Musings on the Most Ridiculous Band I Can't Stop Listening To

Another Thought On The Bobflix Net Dylan Thing

I’m surprised Scorsese’s mother didn’t have a scene in which she cooked meatballs for Spooky Violin Lady; that’s how wasteful Martin Scorsese was with the time he had for Rolling Trucker Bob Thing. Two hours! The man had two hours–give or take–to tell the story of one of the greatest rockyroll tours of all time, or at least of 1975, and he squandered it on fooferall and squiddly-doo. Perhaps that’s what being a success is: No one will tell you to cut Sharon Stone.

MICK FUCKIN’ RONSON. At least Spooky got a couple lines, but Mick Ronson didn’t even get introduced. MICK FUCKIN’ RONSON! Allow me to catch you up, if you’re unfamiliar.

First, Mick Ronson was the best guitarist David Bowie ever played with (and I am including Stevie Ray Vaughn, thank you). This is the two of ’em, along with the rest of the Spiders, doing Moonage Daydream at the legendary Hammersmith Odeon:

Sure, TotD, that was pretty gnarly. But they were onstage. Anyone can be cool onstage. And so I shout HOW DARE YOU? and I spit on your children. Phlegmy spit, too, not just saliva. Colorful and sticky. Now your children are crying and your wife wants to fight me. Is this how you planned on the interaction going? I bet it wasn’t. Stop questioning me, goddammit.

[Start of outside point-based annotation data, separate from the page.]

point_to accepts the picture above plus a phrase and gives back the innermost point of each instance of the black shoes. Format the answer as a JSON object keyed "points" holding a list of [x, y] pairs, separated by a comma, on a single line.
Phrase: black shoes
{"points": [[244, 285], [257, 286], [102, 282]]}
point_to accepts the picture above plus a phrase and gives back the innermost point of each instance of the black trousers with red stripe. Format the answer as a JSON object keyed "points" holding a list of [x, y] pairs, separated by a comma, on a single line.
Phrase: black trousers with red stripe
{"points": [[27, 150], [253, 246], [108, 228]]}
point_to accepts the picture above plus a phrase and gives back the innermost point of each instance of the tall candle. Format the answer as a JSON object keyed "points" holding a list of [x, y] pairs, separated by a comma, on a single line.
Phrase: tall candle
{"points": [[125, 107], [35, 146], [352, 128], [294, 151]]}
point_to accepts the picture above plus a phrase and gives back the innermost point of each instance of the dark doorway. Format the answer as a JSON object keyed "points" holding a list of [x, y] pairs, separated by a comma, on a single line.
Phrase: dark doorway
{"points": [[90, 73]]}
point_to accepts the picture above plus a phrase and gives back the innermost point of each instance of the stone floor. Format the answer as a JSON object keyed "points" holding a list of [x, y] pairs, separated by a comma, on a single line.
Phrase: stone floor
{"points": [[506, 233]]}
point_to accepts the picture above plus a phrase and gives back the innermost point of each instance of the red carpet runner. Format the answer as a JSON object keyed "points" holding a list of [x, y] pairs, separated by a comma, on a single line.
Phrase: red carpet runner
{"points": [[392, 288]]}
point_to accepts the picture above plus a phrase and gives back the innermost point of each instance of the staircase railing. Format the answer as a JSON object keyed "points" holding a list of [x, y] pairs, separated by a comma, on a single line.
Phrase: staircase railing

Because, yes, Mick Ronson was also cool offstage.

Boy, howdy.

(It should noted that both men are properly wielding their cutlery, which sets them apart from most of their peers. None of The Kinks knew how to use a fork. Further, it should also be noted that someone has given David Bowie a medal.)

“Mick, I love you very much.”

“Thank you, David.”

“And to prove it, I’m going to completely ghost you after this tour. Won’t hear from me for decades.”

“But…why?”

“It’s something singers do. And movie stars. Men who get called ‘genius’ a lot, basically. We all do this to our creative collaborators.”

“Oh.”

“I’m sure you’ll catch on with a talented artist who’s pleasant to be around and deal with financially.”

NOPE!

It’s Lou Reed, everybody.

(Oddly, Mick seems to have regressed vis-a-vis flatware, and his handling thereof.”

Before Bowie dumped Mick Ronson, the two of them wrote Lou Reed an album. Ever wonder why Transformer was so excellent, and all Lou’s other records so numbingly mediocre? It’s because Bowie and Ronson wrote and arranged the songs, and then Lou came in and poetried over the top of them. You really thought Lou came up with Perfect Day?

Lou Reed doesn’t know that many chords.

We may assume that Lou punched Mick Ronson in the head several times, made at least two fumbling passes at him, viciously mocked his Mormonism, and then ran to a telephone to tell Lester Bangs what a bad boy he’d just been.

(Mick Ronson was a Mormon, which I did not think was an option available to a Yorkshireman born in 1946. The North of England was unbelievably distant from Utah in 1946, but Jesus finds a way, even when He’s weird, knock-off Mormon Jesus.)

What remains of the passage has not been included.